In a new report, Morgan Stanley said technological disruption is coming for the manufacturing sector, and part of what’s got the industry poised to take advantage of the times is the wealth of data it sits on.
“Manufacturing is primed for a tech revolution that will give way to the digital factory,” the research arm of the financial services firm said, adding, “Which global industry collects the largest volume of data? It’s not banking, health care or even retail, as many might expect. It’s actually manufacturing. This sleeping giant drives more than $11 trillion in commerce and amasses 2,000 petabytes of data annually—twice as much as government, the next largest data collector.”
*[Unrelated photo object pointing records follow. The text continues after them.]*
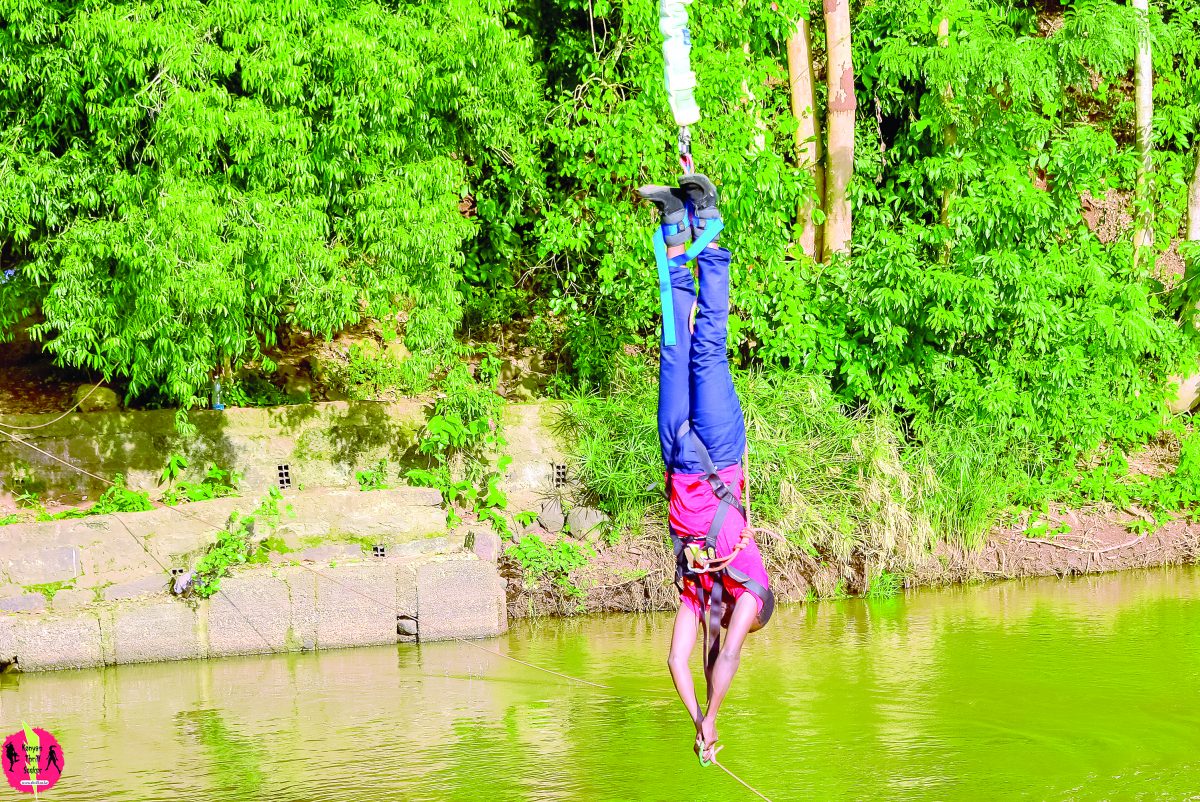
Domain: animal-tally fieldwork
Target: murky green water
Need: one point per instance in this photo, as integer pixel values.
(1085, 689)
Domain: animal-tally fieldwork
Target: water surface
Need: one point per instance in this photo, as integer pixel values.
(1083, 689)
The manufacturing industry, apparel and textiles in particular, has been slow to make use of the data it has, with many companies on board with collecting it but few savvy about what to make of all that information and how to employ it to make business-improving changes. Morgan Stanley estimates companies that can’t figure out what to do with their data have discarded as much as 99 percent of the 2,000 petabytes of potentially valuable data they’ve collected since 2010.
In the incoming 21st century digital factory, smart machines and Industrial Internet of Things (IIoT) sensors will all work together to “squeeze waste out of the supply chain,” according to Morgan Stanley. Not only will less waste mean greater efficiency, but it will also pave the way for manufacturers to improve the quality of their products and make customization more widely available.
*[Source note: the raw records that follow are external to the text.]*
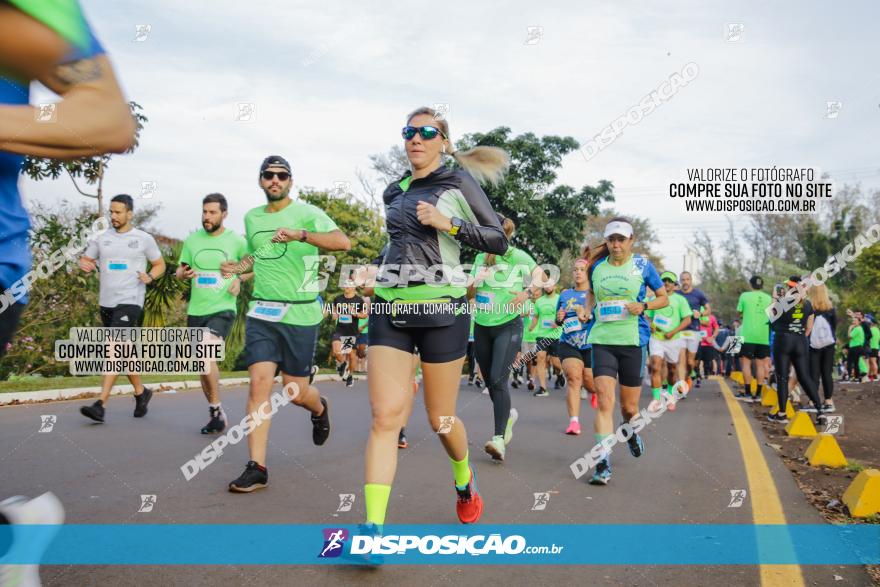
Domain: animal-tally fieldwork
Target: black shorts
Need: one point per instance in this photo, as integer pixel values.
(626, 363)
(585, 356)
(219, 324)
(434, 345)
(751, 350)
(121, 316)
(550, 345)
(290, 347)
For many manufactures, the embracing of technology has, at best, meant a “mishmash of disparate software and hardware systems” Morgan Stanley said.
“The traditional factory is very challenging to navigate,” said Adam Wood, Morgan Stanley Equity Analyst covering European Software & IT Services. “For example, manufacturers often use an array of hardware platforms, each with their own operating systems. They also haven’t had the capabilities to deploy and use technology on a large-scale, though cloud computing and big data applications are changing that.”
Once companies can undertake a unified tech front major market challenges, like competition from low-cost manufacturers in China, product commoditization, shrinking margins and slowing revenue growth, stand to be remedied, according to the report.
“These industry challenges are real—but so is the opportunity, both for manufacturers and vendors that serve them,” Morgan Stanley said.
Software providers and capital goods producers will drive the industrial tech revolution, marrying disruption and innovation, plus industry expertise and manufacturer relationships.
“The vendors best able to combine these attributes should emerge as the winners,” according to Wood. And many are already working on it—capital goods companies have spent $18 billion since 2011 to acquire or collaborate with manufacturing-related software companies.
If the apparel and footwear industries can get out of their own way and embrace the data and digitization coming down the pike, they’ll ideally end up with factories that look like a “software-integrated production line, able to rapidly respond to changing market dynamics, with minimal disruption,” Wood explained.
For one, the digital factory will use sensors in entirely new ways, like tapping them to monitor production progress, which makes mass customization a greater possibility as machines will be able to identify where products are in the process and enable changes to be made as designated.
Machines on the factory floor will also boast better connectivity, with IoT modules establishing live connections between them, and the gathered operating data will be fed back into the manufacturing process and available for manufacturers to learn from to improve their processes.
In these newfangled digital factories, 3-D printers will be standard since they’re already becoming less expensive and more functional, which means they’ll be able to be scaled for industrial level use.
There’s a flood of manufacturing software acronyms—CRM, ERP, PLM—out there, and these systems will be increasingly better able to integrate seamlessly with each other as well as with machines and factory floor sensors to provide real-time data on the whole manufacturing process, insight that’s expected to make companies both more nimble and more profitable.
“Further down the road, manufacturers will likely have intelligent analytics that identify and then immediately fix issues on the factory floor, without human intervention,” Morgan Stanley said. “These innovations suggest a future factory floor with increased efficiencies while at the same time building new revenue potential from integrating digital services into the manufactured goods.”
The apparel industry has long been needing to take a nod from advancements in auto manufacturing, which has been embracing digital while apparel and footwear companies are still trying to figure out what all this tech even means.
But the companies that can take a page from car manufacturing could find their smart factories will allow them to decrease the time to market for new products.
“Consider the making of a car. Different but integrated software programs can simultaneously complete the vehicle, order the parts, schedule the manufacturing and market the car to potential customers, instead of maintaining a chronological workflow,” the report explained. “Additionally, manufacturers can also more immediately cater products to customer demand, and easily adapt prices to real-time market changes. Connections between the hardware and software can facilitate predictive maintenance, or the ability to flag potential problems before a machine breaks down.”